Speaking of webhooks, the keynote from Glenn Block of Auth0 brought up an interesting point: serverless effectively lives in the eventing space as well.

Webhooks are all fine and good to make your platform efficient and scalable. If clients now have to run their own redundant highly available services to catch events, that’s a lot of work, and many will just skip it. The found that once they build out a serverless platform where they could host their clients code, they got much more uptake on their event API. And, more importantly, they found that their power user customers were actually building out important features of their platform. He made a good case that every online service should really be considering an embedded serverless environment.

API Microversions

I was ostensibly there to talk about API Microversions, an approach we did in OpenStack to handle the fact that deployments of OpenStack upgrade at very different cadences. The talk went pretty well.

20 minutes was a challenge to explain something that took us all 6 months to get our heads around. I do think I managed to communicate the key challenge: when you build an open source system with a user facing API, how do users control what they get?  A lot of previous “good enough” rules fall down.

Darrel Miller had given a talk “How to never make another breaking API change“. His first 5 minutes were really similar to mine, and then, because this was about Azure, with a single controlled API instance, the solution veered in a different direction. It was solid reinforcement for that fact that we were on the right path here, and that the open source solution has a different additional constraint.

One of the key questions I got in Q&A is one I’d been thinking about. Does GraphQL make this all obsolete? GraphQL was invented by Facebook to get away from the HTTP GET/POST model of passing data around, and let you specify a pretty structured query about the data you need from the server. On paper, it solves a similar problem as microversions, because it if you are really careful with your GraphQL you can ask for the minimum data you need, and are unlikely to get caught by things coming and going in the API. However, in practice, I’m not convinced it would work. In OpenStack we saw that most API usage was not raw API calls, it was through an SDK provided by someone in the community. If you are an SDK writer, it’s a lot harder to make assumptions about what parts of objects people want, so you’d tend to return everything.
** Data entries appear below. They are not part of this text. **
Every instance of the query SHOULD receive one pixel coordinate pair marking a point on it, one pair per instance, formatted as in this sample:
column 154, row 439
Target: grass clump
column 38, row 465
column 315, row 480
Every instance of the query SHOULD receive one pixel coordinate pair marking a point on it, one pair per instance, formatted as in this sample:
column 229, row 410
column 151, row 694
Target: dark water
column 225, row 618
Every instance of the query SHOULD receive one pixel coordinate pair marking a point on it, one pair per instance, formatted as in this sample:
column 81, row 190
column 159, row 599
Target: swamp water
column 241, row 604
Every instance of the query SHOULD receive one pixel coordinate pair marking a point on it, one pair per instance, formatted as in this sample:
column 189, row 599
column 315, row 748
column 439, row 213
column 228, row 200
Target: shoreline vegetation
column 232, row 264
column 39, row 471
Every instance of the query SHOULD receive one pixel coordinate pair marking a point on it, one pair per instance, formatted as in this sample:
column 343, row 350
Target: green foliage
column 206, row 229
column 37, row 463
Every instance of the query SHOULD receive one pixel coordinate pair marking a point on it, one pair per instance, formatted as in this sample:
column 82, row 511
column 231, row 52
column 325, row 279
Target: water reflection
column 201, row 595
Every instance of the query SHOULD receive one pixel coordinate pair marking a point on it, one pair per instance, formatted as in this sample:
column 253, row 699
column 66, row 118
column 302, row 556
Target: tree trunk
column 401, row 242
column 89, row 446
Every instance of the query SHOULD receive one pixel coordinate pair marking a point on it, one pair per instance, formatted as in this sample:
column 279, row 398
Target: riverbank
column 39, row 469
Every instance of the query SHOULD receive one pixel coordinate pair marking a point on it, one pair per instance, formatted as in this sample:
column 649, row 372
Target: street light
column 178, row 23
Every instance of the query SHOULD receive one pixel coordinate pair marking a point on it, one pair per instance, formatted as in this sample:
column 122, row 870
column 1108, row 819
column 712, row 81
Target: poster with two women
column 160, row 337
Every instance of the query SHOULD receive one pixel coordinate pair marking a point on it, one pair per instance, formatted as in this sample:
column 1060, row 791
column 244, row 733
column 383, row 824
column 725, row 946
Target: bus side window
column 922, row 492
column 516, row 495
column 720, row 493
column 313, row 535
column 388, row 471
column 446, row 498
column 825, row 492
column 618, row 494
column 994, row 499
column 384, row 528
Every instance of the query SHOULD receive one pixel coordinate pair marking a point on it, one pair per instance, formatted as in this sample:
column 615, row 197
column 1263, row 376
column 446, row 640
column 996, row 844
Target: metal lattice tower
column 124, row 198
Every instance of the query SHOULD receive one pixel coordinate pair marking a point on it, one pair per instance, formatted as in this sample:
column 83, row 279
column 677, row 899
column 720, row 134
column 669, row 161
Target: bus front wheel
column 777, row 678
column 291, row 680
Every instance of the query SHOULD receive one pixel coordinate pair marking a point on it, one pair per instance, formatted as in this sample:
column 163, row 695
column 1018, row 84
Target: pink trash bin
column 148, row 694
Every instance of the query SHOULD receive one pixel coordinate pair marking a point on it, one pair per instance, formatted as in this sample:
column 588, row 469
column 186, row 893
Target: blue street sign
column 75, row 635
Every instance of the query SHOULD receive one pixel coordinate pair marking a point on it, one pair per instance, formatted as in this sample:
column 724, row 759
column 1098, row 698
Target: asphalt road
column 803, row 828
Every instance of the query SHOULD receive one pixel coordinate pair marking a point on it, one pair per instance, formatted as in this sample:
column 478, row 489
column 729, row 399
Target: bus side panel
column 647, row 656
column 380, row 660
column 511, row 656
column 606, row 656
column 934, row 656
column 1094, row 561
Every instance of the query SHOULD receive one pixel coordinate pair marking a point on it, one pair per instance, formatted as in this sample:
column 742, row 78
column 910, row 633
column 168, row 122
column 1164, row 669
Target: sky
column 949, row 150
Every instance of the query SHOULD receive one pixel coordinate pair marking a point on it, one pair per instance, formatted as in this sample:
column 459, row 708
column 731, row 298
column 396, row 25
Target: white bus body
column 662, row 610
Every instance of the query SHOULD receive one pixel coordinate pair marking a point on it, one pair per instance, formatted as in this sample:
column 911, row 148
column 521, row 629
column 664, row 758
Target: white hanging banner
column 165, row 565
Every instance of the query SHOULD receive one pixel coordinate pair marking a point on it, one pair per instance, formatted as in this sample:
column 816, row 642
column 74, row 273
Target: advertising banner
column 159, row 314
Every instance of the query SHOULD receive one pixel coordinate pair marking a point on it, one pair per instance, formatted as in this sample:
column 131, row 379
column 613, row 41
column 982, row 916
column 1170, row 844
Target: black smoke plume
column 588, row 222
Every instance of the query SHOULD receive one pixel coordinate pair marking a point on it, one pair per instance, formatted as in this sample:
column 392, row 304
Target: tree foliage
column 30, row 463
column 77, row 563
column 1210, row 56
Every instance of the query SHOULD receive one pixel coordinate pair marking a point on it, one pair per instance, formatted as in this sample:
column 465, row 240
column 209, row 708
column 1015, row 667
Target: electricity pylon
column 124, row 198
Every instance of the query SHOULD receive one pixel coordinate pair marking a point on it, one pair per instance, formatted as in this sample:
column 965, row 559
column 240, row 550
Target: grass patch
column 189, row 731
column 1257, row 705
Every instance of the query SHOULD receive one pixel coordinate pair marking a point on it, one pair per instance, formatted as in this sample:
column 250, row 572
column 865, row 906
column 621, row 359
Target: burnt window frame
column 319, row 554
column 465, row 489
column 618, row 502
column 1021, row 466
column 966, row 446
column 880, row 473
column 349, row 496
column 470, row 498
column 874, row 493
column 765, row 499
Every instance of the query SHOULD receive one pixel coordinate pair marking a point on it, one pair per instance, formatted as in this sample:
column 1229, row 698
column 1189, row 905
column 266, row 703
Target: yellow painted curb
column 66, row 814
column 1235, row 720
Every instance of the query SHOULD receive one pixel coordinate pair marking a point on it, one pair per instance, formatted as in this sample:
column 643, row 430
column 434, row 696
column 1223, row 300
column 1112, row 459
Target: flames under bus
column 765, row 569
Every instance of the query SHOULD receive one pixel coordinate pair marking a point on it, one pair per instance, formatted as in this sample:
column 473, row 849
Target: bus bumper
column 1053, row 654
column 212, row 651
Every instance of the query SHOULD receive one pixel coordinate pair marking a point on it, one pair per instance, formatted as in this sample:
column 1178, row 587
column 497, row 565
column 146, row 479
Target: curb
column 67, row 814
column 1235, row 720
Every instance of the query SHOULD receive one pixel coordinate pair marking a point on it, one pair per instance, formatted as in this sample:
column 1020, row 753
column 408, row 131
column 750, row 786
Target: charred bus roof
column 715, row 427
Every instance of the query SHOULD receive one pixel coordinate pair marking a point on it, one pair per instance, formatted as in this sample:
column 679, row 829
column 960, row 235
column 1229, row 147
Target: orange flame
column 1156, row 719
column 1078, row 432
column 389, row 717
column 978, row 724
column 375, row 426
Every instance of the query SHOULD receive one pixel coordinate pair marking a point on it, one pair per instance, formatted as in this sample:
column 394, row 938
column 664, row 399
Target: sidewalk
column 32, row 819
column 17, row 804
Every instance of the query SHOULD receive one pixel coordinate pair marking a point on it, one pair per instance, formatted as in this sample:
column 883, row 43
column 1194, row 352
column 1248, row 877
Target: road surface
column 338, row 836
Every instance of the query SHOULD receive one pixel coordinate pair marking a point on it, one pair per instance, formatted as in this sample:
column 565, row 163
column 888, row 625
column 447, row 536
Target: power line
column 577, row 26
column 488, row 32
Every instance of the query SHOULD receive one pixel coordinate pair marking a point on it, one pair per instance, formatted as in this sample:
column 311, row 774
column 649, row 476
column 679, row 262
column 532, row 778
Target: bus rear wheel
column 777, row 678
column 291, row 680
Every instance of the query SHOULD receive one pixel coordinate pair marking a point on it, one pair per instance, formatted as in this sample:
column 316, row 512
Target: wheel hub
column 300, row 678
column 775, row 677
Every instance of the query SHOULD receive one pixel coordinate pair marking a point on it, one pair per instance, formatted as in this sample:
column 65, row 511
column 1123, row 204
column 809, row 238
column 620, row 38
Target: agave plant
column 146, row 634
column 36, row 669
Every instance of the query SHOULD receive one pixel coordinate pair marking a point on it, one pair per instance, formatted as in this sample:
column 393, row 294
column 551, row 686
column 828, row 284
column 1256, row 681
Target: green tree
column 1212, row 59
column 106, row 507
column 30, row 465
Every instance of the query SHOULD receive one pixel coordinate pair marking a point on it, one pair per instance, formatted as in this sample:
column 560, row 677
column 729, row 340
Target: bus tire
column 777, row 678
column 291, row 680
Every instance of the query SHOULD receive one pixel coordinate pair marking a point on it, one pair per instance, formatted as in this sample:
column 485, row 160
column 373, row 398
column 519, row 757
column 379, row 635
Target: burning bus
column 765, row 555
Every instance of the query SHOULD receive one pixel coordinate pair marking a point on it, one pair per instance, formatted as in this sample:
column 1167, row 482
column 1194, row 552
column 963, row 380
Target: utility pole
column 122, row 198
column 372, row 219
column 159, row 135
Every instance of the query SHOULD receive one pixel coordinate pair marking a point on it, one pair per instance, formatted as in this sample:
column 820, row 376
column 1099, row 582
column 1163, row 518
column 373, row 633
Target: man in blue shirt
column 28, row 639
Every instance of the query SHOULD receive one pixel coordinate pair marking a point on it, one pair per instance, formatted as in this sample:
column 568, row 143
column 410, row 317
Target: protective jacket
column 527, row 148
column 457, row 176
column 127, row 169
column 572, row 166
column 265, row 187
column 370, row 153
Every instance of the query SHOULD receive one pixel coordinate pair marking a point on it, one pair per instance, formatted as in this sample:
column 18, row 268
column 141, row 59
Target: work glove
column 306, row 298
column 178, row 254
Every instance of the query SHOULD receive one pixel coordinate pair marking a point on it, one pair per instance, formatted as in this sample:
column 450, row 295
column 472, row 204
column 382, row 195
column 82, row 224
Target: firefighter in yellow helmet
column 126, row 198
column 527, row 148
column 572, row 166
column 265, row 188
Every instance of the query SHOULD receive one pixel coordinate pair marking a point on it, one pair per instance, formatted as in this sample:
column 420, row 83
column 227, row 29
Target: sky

And that puts you right back with the same problem we have in REST in OpenStack.

API Documentation

There were many talks on better approaches for documentation, which resonated with my after the great OpenStack docs migration.

Taylor Barnett’s talk “Things I Wish People Told Me About Writing Docs” was one of my favorites. It included real user studies on what people actually read in documentation. It turns out that people don’t read your API documentation, they skim hard. They will read your code snippets as long as they aren’t too long. But they won’t read the paragraph before it, so if there is something really critical about the code, make it a comment in the code snippet itself. There was also a great cautionary tale to stop using phases like “can be easily done”. People furiously hunting around your site trying to get code working are ramping up quick. Words like “easy” make them feel dumb and frustrated when they don’t get it working on the first try. Having a little more empathy for the state of mind of the user when they show up goes a long way towards building a relationship with them, and making them more bought into your platform.

Making New Friends

I also managed to have an incredible dinner the first night I was in town setup by my friend Chris Aedo. Both the food and conversation were amazing, in which I learned about Wordnic, distributed data systems, and that you can loose a year of research because ferrits bread for specific traits might be too dumb to be trained.

Definitely a lovely conference, and one I hope to make it back to next year.